Nash works to connect members with certain gifts and talents to help meet the specific needs of neighbors. He did just that with a Baylor student majoring in business and a neighbor with a fledgling auto repair business. The owner, a recovering addict, hoped his repair shop would serve as a place of employment for others seeking to stabilize their lives.
With his graduation approaching, the business student desired to see the church continue a relationship with his new friend. The student asked Nash what it would mean, practically speaking, for UBC to be the presence of Christ to this neighbor?
UBC’s response to the student’s question was to put together a team with expertise in business management. The team met regularly with the man and his family and new relationships were formed. This type of active, collective involvement is what being missional looks like to Nash.
Many of the students at nearby Cesar Chavez Middle School have experienced the ongoing missional presence of UBC members. Nash arranges for undergraduates to have lunch regularly with students at Cesar Chavez. This “lunch buddies” ministry has led to additional involvement after school with the middle schoolers, as UBC members volunteer to help with weekly soccer practice and other school activities.
Staying connected is a central component of Nash’s missional vision as well as the vision of UBC. And social media is an important tool that Nash utilizes in his role as community pastor. An avid Facebook user, Nash’s use of social media helped make possible an incredible rapid response to the devastating explosion in neighboring West, Texas.
In the aftermath of the fertilizer explosion that left 14 dead and nearly 200 injured, Nash and UBC instantly sought ways to help, organizing a meal for two West churches — First United Church of Christ and West Brethen Church — affected by the blast.

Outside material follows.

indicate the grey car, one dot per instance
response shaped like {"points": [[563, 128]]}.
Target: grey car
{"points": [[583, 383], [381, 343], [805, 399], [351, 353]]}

The explosion also had terrible consequences for the residents of a nursing center in West. Residents had to be relocated and placed in facilities an hour drive or farther away. Many of the residents’ caregivers were themselves elderly and lacked transportation to visit their displaced relatives. Upon learning of this unfortunate situation, Nash notified UBC home groups, sought donations and organized volunteers to help the residents stay connected with their family members during this chaotic time.
Through the Cooperative Baptist Fellowship, UBC has a two-year partnership with the Batey 50, a community of about 250 people nestled deep on the Dominican Republic’s sugar cane fields. Since 2011, UBC has been sending groups to provide the Batey 50 with clean water and to build a school. Nash views UBC’s commitment to international missions as an important way to deepen the congregation’s awareness of the necessity of offering a missional presence on a global scale.
Nash’s personal commitment to missional engagement is seen in another aspect of his ministry as community pastor — hanging out at a neighborhood bar. Several years ago, Nash began frequenting a bar within shouting distance of the church each week, where he naturally became known as “The Preacher.”
Regulars at the bar were mostly folks who had grown up together, worked together and retired together in the working class neighborhood surrounding UBC. These regulars gathered to maintain a connection with each other. At first, many thought it was a bit unusual to have a preacher in their midst. Now, as they have come to know and trust Nash with both their names and personal stories, they have given him a new, more affectionate name.
Nash is no longer called “The Preacher.” Instead, he is now known at the bar as “Our Preacher.”
And that’s what being missional looks like.